ZSL’s work is vital in driving forward a vision of a world where wildlife thrives, but ZSL now faces its toughest challenge to date – the national institution is now itself, at risk of extinction.

In an extraordinary show of support, Sir David Attenborough has for the first time lent his voice to a TV appeal to raise funds for ZSL, and its two zoos, London and Whipsnade.

Painting a stark picture of the jeopardy faced by the iconic institution, this previously unthinkable possibility is now a frightening reality due to the extended closures of its zoos.

The compelling appeal highlights ZSL’s world class zoos and the global breadth of its science and conservation work and will air for the first time from Thursday 9 July across Sky channels. 

The emotive video was produced by agency Wunderman Thompson who donated all creative services to help ZSL, with the broadcast slots also given for free; funds are being channelled through JustGiving.


We're fighting our biggest challenge yet and we need your support

As well as providing the highest level of animal care, welfare and education at its two zoos, ZSL relies on income from zoo ticket sales to fund global wildlife health research at the revered Institute of Zoology, and to support its active conservation projects in more than 50 countries around the world.

ZSL Director General Dominic Jermey said: “The closure of London and Whipsnade Zoos put us under immense financial pressure. Our zoos may have been able to reopen their gates, but with strict social distancing measures and heavily restricted visitor numbers we have no way of recouping what was lost; we’re fighting our biggest challenge in our 200-year history.”

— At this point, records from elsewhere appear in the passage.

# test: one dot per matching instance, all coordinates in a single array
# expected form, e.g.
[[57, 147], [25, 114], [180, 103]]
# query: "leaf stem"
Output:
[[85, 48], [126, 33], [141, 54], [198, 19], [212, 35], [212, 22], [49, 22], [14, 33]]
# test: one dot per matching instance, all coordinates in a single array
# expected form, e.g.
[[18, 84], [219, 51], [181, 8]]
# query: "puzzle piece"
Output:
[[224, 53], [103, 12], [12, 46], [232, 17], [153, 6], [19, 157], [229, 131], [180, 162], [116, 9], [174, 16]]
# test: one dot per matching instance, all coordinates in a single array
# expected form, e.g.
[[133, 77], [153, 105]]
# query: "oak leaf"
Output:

A headshot of Dominic Jermey at London Zoo

The Society, founded as the world’s first scientific zoo in 1826, is in a perilous position. Closed to the public since the end of March, ZSL’s two zoos were shut for an unprecedented three months. With the Society’s core income stream cut, but no compromises made on animal care, the lockdown put immense pressure on the charity’s reserves.

Jermey added; “Unlike any other UK zoo, our zoos are the lifeline for ground-breaking research at the world-renowned ZSL Institute of Zoology and fund our global conservation projects – work that has never been more vital. As well as educating and inspiring millions of people to make a difference for wildlife, we’re at the forefront of research to understand how diseases such as coronaviruses transfer from wildlife to humans, and we’re using our expertise to help find new ways for humans and wildlife to peacefully co-exist. The world cannot afford for our work to be stopped; but we need help to keep going.”